Türkiye’de 1550’ye yakın hasa tutsak olduğunu anımsatan Gülüm, hasta tutsakların isimleri ve var olan hastalıklarını paylaştı. Bu koşullarda cezaevinde yaşamı sürdürmenin mümkün olmadığını belirten Gülüm, tutsakların cezaevlerinde ölüme mahkum edildiğini belirtti.

Cezaevi koşullarının hali hazırda çok ağır olduğunu ve infaz düzenlemesinde yer alan 25. Madde ile de daha da ağırlaşacağını vurgulayan Züleyha, “Koşullar çok ağır değilmiş gibi hücre cezasını artırmayı öngörüyorsunuz. Hücre cezası aslında tecrittir ve bir işkence suçudur. Dolayısıyla tümüyle kaldırılması gerekir. CPT hücre cezasının orantılılık ilkesi uygulanması gerektiğini ve çok çok istisnai durumlarda uygulanmasını söylüyor burada mahpusun kendine zarar vermesi kıstası aranıyor. Ve çok kısa uygulanması gerektiğini söylüyor. Bizim hukukta nasıl? Maşallah bir tane yetmiyor, ikinci üçüncü hücre cezası veriliyor. Neredeyse hayatınızın bütün bölümünü hücre cezası ile geçirebileceğiniz bir düzenleme.” dedi.

İşin daha vahim olan tarafının üç defa hücre cezası verildiğinde şartlı salıverilme ile denetimli serbestlikten yararlanma koşullarının ortadan kaldırıldığını aktaran HDP’li Gülüm, sözlerine şöyle devam etti: “Maddeye gerekçe konan şey çok komik. Cezaevinde alkol hikayesinden bahsediliyor. Bazı besinlerden incirden alkol yapılıyor, bizde hücre cezası vereceğiz’ deniliyor. Gerçekten komiksiniz hukuku bu kadar keyfi ve saçma sapan uygulamak hiçbir yerde görülmemiştir. Bu duruma birkaç örnek vermek istiyorum; Balıkesir Kepsut’ta Ulaş Yurdakul Kürt olduğu için aralarında infaz koruma memurlarının da olduğu bir çete tarafından öldürüldü. Şimdi siz bize diyorsunuz ki cezaevi idari kurulları objektif karar verecek öyle mi? Bir Kürt gencinin öldürülmesine yardım ettiler organizasyona katıldılar avukat arkadaşımız uğraştığı için açığa çıktı yoksa açığa çıkartılamayacaktı.”
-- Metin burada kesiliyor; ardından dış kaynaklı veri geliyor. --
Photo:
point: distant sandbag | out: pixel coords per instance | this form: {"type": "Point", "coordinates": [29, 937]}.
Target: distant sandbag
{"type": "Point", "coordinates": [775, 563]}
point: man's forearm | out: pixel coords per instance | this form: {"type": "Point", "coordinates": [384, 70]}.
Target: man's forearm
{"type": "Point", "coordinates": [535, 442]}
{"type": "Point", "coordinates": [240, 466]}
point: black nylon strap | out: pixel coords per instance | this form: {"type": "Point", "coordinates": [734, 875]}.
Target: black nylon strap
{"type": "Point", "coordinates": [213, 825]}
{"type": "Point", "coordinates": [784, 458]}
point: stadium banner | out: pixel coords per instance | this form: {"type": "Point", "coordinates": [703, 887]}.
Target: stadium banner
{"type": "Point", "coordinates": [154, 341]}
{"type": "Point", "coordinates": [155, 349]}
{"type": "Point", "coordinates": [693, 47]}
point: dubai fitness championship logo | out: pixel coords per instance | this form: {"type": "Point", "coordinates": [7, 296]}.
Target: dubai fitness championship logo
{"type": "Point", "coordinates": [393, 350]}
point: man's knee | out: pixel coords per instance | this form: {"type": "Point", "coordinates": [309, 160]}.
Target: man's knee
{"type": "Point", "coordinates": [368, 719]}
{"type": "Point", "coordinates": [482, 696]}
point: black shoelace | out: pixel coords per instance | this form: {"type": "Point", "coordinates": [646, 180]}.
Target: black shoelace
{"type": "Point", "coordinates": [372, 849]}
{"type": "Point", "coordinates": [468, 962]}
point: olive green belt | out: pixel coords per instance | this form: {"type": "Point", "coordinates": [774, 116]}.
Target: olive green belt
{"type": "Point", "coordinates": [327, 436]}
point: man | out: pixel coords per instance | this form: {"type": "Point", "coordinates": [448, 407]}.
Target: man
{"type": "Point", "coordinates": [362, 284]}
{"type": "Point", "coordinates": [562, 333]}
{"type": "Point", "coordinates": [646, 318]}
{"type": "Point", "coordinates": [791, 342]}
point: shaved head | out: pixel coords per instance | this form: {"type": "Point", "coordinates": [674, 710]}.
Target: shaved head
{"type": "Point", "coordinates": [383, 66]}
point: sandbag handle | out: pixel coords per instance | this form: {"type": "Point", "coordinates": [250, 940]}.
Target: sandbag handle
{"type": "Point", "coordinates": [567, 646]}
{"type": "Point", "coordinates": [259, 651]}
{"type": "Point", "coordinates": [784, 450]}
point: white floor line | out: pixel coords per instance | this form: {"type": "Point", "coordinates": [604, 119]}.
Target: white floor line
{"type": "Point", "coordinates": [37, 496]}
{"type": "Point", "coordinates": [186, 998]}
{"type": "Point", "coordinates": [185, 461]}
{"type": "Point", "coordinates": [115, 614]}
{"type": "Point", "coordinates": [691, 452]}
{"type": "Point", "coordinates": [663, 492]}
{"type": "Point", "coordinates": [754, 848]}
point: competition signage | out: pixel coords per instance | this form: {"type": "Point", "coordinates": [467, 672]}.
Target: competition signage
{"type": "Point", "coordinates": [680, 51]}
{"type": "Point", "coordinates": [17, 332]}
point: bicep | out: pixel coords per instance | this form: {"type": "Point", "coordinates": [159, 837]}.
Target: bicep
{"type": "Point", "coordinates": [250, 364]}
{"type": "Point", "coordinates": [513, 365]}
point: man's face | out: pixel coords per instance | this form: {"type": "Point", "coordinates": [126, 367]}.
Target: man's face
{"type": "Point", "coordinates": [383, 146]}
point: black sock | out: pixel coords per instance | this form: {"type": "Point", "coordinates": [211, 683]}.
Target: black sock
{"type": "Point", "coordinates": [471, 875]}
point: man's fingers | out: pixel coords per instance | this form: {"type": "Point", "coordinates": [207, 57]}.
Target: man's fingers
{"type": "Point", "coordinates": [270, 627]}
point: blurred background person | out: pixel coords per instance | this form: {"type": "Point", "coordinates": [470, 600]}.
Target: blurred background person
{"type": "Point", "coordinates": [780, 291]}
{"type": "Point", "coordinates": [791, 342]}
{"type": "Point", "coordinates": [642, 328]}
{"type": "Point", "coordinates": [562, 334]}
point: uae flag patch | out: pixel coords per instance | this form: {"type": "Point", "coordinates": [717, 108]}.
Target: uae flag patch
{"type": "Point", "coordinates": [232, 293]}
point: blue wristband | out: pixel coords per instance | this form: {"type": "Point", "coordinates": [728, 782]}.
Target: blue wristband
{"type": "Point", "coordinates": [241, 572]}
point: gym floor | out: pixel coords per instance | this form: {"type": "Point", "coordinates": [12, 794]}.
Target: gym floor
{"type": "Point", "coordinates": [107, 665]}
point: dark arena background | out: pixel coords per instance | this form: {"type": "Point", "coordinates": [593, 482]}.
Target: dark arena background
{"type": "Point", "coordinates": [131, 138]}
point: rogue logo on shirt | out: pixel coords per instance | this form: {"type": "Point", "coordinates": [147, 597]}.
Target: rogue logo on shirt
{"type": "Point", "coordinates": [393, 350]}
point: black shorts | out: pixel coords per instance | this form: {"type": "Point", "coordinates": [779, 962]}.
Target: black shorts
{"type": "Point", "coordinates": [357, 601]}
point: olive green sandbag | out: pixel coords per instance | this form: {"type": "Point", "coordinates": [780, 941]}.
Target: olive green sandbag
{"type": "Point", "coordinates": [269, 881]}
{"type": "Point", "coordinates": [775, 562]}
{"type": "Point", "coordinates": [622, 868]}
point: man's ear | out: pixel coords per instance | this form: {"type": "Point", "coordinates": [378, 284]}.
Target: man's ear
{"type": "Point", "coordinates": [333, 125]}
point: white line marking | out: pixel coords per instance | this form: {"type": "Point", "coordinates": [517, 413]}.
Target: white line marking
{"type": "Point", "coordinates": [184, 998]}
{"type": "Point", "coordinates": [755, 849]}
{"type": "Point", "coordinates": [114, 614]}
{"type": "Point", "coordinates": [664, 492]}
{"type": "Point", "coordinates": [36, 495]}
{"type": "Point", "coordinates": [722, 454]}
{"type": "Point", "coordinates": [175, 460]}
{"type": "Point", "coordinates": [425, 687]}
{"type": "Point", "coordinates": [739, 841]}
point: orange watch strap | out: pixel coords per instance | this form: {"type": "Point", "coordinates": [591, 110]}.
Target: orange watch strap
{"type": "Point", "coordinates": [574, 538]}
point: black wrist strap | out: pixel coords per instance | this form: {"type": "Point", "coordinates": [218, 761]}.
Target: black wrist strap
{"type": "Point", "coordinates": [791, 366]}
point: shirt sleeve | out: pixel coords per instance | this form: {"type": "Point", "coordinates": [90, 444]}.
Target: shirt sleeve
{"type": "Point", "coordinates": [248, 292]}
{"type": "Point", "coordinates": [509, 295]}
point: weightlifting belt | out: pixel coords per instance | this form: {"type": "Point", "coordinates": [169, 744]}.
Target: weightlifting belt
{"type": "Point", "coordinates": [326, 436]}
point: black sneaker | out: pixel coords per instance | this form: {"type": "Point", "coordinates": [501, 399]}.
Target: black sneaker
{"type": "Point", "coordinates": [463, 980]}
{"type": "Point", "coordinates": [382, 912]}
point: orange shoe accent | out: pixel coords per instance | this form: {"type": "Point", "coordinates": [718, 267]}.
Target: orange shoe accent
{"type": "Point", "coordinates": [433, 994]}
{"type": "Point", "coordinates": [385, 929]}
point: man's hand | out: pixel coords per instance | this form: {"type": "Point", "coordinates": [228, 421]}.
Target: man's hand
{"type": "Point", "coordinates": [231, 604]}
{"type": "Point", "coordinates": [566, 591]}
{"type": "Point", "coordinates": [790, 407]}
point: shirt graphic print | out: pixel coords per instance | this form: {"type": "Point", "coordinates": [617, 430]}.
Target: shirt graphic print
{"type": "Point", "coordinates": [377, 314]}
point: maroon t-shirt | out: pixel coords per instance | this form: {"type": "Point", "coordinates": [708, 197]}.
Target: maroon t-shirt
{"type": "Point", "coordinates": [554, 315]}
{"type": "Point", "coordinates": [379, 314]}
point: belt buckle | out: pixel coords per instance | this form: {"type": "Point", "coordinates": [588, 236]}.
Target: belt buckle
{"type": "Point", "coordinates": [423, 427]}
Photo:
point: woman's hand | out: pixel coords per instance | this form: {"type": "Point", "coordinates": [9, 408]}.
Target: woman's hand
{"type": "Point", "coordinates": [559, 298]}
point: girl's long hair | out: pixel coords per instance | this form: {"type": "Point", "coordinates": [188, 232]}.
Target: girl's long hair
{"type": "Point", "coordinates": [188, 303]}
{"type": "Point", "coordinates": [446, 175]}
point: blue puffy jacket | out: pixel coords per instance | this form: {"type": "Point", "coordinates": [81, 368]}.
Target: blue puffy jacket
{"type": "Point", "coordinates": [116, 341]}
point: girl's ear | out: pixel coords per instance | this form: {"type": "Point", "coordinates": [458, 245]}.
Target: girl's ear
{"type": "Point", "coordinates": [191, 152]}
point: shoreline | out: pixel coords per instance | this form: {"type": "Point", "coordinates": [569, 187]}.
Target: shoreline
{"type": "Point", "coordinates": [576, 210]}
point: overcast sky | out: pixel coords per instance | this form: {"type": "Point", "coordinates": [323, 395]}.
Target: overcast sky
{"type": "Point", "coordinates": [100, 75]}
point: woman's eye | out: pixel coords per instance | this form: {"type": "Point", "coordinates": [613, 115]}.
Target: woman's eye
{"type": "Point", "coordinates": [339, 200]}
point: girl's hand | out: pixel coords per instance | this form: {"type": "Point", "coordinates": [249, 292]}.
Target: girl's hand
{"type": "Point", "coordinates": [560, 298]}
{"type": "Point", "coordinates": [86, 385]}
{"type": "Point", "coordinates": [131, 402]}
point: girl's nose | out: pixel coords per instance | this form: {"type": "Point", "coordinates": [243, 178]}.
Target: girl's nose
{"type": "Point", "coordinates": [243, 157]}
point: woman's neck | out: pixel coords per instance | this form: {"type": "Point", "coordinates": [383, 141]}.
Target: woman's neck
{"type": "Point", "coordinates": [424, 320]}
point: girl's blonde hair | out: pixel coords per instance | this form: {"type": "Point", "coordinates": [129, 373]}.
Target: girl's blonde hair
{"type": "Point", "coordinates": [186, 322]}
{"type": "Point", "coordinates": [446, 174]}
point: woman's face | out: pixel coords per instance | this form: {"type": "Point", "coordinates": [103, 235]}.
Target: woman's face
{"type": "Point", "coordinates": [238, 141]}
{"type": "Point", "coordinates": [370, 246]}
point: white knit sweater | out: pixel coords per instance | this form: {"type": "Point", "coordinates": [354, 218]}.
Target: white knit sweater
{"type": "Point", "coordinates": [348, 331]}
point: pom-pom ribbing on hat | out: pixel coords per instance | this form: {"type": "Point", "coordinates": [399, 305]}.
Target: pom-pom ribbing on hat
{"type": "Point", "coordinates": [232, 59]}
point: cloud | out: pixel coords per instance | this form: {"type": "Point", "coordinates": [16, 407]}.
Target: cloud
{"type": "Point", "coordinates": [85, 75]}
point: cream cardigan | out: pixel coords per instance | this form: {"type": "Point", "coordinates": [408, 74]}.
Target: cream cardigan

Konuşmasında cezaevlerinde yaşanan ihlallere örnekler vererek devam eden Gülüm, “Van T Tipi cezaevinde yağmurlu havada sayım alınmak istenmiş. Mahpuslarda ‘bizi hasta edeceksiniz’ demişler. Mahpuslar haklarında eylem yaptıkları gerekçesiyle tutanak tutulmuş. Dün Kadıköy’de sağlık emekçilerine destek çağrısı yapan Kadıköy Dayanışma Üyeleri gözaltına alındı yetmedi araçta işkence yapıldı yetmedi boğazları sıkıldı. Bir süre sonra bunları da içeri atacaksınız ve ‘terör suçlusunuz’ diyeceksiniz” şeklinde konuştu.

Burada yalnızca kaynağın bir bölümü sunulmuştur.